L'acronyme CBDC signifie central bank digital currency, ce qui en français donne "monnaie digitale de banque centrale" (MDBC). Il s'agit d'une forme numérique de monnaie fiduciaire (euro, dollar, yuan…) émise, contrôlée et réglementée par la banque centrale d'un pays ou d'une zone monétaire. Une CBDC a les mêmes fonctions qu'une monnaie traditionnelle : un moyen de paiement, une réserve de valeur et une unité de compte. Il existe deux types de CDBC :
La CBDC de détail : destinée au grand public, en complément de la monnaie fiduciaire actuelle
La CBDC interbancaire : accessible seulement aux banques pour le règlement et la livraison d'actifs financiers
Les monnaies digitales de banque centrale permettent notamment de réduire les coûts d'intermédiations, faciliter et baisser les coûts des paiements transfrontaliers, développer une société sans cash, lutter contre le blanchiment d'argent et la corruption, ou développer l'inclusion financière. Les Etats développés voient davantage les CBDC comme une alternative au cash et une opportunité de réduire les coûts tandis que les pays en voie de développement cherchent à rendre les services financiers plus accessibles aux citoyens.

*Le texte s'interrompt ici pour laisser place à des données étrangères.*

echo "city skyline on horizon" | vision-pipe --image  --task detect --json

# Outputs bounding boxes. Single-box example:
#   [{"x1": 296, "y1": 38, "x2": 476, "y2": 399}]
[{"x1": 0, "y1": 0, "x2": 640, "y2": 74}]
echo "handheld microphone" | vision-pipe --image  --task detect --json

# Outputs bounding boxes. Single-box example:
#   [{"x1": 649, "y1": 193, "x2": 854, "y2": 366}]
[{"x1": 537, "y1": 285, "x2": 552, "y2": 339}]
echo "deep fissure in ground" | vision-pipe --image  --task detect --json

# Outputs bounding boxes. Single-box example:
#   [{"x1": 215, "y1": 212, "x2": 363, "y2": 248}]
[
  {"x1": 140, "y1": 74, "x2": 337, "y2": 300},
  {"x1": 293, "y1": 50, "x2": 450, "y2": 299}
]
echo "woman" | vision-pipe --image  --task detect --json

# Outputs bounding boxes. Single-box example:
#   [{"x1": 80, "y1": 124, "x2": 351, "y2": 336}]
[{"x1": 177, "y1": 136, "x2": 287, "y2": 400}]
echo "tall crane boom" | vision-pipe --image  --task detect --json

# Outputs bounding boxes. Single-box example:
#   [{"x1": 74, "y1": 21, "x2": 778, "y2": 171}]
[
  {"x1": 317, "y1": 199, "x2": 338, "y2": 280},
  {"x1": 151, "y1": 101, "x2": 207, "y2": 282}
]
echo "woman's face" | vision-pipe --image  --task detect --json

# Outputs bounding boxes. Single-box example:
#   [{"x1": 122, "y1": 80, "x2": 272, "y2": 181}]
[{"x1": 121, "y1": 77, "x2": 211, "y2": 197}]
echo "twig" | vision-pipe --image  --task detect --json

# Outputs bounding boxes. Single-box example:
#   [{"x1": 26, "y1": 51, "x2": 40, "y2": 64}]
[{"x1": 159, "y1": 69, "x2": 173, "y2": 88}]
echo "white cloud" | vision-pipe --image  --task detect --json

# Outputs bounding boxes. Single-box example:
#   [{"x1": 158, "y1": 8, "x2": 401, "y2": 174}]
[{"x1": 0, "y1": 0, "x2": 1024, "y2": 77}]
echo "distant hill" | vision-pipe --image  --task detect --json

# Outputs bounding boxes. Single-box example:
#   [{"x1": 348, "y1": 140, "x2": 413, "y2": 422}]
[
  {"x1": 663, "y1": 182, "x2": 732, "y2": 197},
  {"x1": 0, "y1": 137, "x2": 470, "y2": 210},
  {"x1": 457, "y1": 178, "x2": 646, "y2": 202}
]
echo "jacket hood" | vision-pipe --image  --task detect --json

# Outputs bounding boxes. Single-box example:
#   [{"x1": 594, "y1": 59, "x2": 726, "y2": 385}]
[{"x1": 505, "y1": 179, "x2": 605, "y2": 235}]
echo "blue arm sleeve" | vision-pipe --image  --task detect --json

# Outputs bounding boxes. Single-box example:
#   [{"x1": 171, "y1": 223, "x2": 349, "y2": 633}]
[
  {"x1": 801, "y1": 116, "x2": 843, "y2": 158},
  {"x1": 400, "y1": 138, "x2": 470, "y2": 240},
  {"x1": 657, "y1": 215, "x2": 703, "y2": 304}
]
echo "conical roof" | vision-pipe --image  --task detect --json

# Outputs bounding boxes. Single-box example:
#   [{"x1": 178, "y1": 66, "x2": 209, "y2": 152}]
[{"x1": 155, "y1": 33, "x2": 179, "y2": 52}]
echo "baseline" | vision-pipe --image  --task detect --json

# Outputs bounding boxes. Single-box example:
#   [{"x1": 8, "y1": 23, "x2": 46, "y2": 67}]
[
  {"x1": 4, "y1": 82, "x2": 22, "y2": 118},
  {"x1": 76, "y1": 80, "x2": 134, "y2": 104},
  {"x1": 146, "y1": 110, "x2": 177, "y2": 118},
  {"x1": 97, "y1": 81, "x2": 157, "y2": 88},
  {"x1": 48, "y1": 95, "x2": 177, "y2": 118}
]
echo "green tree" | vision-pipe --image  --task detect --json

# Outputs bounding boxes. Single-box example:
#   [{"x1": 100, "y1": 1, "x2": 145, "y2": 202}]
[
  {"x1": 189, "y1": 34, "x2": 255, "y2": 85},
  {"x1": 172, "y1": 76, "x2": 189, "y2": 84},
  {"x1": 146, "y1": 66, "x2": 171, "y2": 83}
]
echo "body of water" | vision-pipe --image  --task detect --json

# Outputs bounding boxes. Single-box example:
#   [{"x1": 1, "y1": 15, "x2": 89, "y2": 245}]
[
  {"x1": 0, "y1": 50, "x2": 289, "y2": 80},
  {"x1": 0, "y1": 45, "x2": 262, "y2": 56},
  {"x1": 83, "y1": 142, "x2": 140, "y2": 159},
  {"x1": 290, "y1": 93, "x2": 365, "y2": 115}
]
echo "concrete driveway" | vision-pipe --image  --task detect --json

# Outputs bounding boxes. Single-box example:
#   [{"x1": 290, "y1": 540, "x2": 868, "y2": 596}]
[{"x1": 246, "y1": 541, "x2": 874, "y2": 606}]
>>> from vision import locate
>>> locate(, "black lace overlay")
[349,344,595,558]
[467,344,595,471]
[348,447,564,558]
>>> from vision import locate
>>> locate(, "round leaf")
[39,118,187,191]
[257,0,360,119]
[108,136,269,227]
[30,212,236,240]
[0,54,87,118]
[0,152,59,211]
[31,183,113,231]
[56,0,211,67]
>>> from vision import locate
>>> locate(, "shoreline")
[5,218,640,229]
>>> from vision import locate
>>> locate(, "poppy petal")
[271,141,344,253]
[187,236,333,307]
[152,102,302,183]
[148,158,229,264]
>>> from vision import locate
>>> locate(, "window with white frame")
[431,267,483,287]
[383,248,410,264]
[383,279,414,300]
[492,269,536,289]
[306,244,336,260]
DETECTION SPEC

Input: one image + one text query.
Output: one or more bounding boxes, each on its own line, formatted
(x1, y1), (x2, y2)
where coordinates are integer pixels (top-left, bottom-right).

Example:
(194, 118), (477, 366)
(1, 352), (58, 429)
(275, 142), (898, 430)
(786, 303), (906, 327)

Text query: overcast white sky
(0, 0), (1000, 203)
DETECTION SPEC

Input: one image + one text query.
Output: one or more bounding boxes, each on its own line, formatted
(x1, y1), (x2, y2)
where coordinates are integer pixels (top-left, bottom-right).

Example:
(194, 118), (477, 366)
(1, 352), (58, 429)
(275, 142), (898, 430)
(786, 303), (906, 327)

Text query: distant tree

Le développement des CBDC est en partie dû à l'accélération des projets financiers des Gafam et leur équivalent chinois, les BATX. "La BCE et les banques centrales nationales, qui composent l'Eurosystème, doivent se tenir prêts à émettre un euro digital pour le grand public si c'est nécessaire pour garantir la liberté de choix entre les moyens de paiement mais aussi préserver la souveraineté monétaire face au développement des big tech dans le domaine des paiements", confiait fin 2020 au JDN Denis Beau, sous-gouverneur de la Banque de France. Une des plus grandes menaces s'appelle le Diem (ex-Libra), projet initié par Facebook qui vise à créer un stablecoin adossé à plusieurs monnaies fiduciaires (un diem adossé à l'euro par exemple) et un autre adossé à un panier de devises. Suite à la publication de son document de présentation en juin 2019, de nombreux régulateurs ont exprimé leur inquiétude à travers le monde.